The Minnesota pheasant-hunting season opens 9 a.m. Saturday, Oct. 14.

Partridge numbers also increase

The gray (Hungarian) partridge is a less frequently encountered game bird, but partridge numbers increased in this year’s roadside survey. Partridge numbers ticked up in the southwest region, from 2.7 in 2022 to 7.6 birds per 100 miles driven in 2023. The northwest saw the largest boom, with an increase from 2.2 to 14.9 birds per 100 miles driven. 

“While some of the increase in partridge numbers could be due to expected, year-to-year fluctuations in the survey, we are hearing from area (DNR Wildlife) offices that they’re also seeing more partridge in those areas than they have recent memory,” Lyons said. “So hunters could have some excellent partridge-hunting opportunities this season.” 

Habitat factors

Federal Conservation Reserve Program acres in particular play a large role in providing habitat for pheasants in Minnesota. The program, authorized under the federal Farm Bill, pays farmers to remove environmentally sensitive land from agricultural production and restore vegetation that will reduce soil erosion, improve water quality, and provide habitat for wildlife and pollinators.

The long-term downward trend in CRP enrollment persisted in 2023, with a loss of 18,000 acres in the pheasant range. However, there was a net loss of approximately 9,000 acres of protected habitat compared with 2022 because of increases in land enrolled in easement programs such as the Conservation Reserve Enhancement Program and Reinvest in Minnesota as well and acquisitions by the U.S. Fish and Wildlife Service and by the DNR, which offset some of the losses of CRP acres.

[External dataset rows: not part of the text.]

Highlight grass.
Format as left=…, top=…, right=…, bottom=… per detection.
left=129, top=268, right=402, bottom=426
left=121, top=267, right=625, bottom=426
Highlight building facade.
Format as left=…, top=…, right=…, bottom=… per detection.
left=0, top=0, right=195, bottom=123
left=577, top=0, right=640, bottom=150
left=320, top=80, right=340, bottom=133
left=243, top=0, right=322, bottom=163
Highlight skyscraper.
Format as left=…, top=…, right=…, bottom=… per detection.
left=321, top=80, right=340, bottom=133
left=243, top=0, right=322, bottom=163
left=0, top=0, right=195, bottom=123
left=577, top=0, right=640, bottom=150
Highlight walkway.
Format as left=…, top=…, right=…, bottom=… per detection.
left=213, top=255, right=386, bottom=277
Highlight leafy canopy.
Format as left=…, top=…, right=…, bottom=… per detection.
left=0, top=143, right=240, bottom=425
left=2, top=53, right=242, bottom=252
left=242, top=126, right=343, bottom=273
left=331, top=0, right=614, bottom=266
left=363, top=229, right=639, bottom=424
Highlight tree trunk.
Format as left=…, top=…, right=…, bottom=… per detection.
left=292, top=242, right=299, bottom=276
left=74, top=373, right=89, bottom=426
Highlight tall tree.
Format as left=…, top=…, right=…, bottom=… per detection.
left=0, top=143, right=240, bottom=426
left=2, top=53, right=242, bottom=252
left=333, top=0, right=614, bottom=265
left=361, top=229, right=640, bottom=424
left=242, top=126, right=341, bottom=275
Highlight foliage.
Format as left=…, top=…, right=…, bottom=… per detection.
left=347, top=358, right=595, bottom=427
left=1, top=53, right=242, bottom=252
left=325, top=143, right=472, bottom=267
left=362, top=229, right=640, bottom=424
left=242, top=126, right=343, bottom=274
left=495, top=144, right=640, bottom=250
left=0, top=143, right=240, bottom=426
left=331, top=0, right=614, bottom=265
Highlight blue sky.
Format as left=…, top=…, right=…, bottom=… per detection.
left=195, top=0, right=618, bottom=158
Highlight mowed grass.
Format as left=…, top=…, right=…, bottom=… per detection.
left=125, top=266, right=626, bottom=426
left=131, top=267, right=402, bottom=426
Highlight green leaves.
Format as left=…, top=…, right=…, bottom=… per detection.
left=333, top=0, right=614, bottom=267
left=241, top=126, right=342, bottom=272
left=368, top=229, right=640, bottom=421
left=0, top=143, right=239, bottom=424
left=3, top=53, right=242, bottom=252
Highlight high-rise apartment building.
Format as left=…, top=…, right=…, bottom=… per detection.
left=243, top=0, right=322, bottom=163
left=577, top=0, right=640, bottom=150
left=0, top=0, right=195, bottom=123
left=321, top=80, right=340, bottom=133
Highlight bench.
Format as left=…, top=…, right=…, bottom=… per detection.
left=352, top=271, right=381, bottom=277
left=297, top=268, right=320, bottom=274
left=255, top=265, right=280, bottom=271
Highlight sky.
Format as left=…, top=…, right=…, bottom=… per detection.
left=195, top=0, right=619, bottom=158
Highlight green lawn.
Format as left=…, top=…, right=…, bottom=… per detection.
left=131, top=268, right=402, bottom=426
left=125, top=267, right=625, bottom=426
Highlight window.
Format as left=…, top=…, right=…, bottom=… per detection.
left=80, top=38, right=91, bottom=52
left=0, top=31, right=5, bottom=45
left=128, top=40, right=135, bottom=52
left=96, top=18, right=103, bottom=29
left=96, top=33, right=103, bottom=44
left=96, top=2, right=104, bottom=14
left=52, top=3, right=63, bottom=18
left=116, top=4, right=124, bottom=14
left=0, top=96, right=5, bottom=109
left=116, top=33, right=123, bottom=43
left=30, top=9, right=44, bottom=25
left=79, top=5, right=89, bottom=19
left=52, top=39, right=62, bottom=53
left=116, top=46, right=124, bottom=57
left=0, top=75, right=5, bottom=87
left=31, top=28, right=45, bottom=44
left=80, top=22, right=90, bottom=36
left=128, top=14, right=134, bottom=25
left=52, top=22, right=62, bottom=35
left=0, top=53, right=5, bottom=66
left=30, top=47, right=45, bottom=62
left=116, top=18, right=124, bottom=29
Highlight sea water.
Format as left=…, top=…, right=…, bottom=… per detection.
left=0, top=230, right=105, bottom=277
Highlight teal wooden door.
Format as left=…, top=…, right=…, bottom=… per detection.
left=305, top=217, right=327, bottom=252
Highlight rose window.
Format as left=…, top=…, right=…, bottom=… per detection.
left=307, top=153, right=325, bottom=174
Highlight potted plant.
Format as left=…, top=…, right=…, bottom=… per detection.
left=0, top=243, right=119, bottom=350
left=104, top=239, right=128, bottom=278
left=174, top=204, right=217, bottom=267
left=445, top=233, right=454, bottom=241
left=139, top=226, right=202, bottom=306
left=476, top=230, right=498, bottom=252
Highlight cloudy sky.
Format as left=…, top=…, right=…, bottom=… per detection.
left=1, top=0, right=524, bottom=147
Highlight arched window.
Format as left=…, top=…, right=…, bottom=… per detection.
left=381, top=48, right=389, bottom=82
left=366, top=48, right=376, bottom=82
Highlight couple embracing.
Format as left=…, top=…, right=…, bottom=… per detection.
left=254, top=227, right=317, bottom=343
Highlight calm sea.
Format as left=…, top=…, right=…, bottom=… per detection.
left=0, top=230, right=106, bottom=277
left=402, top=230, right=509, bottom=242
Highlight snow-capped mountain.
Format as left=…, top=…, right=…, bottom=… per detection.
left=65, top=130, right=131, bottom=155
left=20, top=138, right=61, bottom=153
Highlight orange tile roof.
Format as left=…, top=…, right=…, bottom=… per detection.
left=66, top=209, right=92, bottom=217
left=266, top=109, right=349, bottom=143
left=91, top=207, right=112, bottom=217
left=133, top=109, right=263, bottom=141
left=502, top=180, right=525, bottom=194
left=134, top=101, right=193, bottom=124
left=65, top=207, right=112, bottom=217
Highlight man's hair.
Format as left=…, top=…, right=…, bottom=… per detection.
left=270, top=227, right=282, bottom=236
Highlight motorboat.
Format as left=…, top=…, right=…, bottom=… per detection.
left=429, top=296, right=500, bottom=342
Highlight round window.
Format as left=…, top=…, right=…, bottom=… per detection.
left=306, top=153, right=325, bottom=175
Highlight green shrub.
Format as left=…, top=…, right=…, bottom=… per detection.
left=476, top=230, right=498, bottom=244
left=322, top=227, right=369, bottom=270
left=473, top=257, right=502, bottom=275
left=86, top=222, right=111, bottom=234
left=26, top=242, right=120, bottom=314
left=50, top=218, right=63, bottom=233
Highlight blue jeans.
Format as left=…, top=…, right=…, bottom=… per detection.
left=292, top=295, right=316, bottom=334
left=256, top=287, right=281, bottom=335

How the DNR conducts the annual survey

Monitoring pheasant population trends is part of the DNR’s annual roadside wildlife survey, which began in 1955. Wildlife managers and conservation officers in the farmland regions conduct the survey during the first half of August. This year’s survey consisted of 167 routes that were 25 miles in length, with 148 routes located in the pheasant range.

Observers drive each route early in the morning and record the number of farmland wildlife game species they see. The data provide an index of species abundance and are used to monitor annual fluctuations and long-term population trends of pheasants, gray (Hungarian) partridge, eastern cottontail rabbits, white-tailed jackrabbits, mourning doves, sandhill cranes, and white-tailed deer.

Pheasant hunting areas

Many publicly-owned lands are open to hunting, as are private lands enrolled in the state’s Walk-in-Access program. 

Hunters may use the DNR’s online mapping tools to find WMAs by accessing the WMA finder, and the DNR Recreation Compass to help locate state hunting grounds and private lands enrolled in the Walk-In Access program, including updates on the condition of specific properties.

Additional resources

The 2023 August Roadside Survey report, a map of pheasant-hunting prospects, data for other surveyed species, and information on hunting regulations and bag limits are available on the DNR pheasant-hunting page.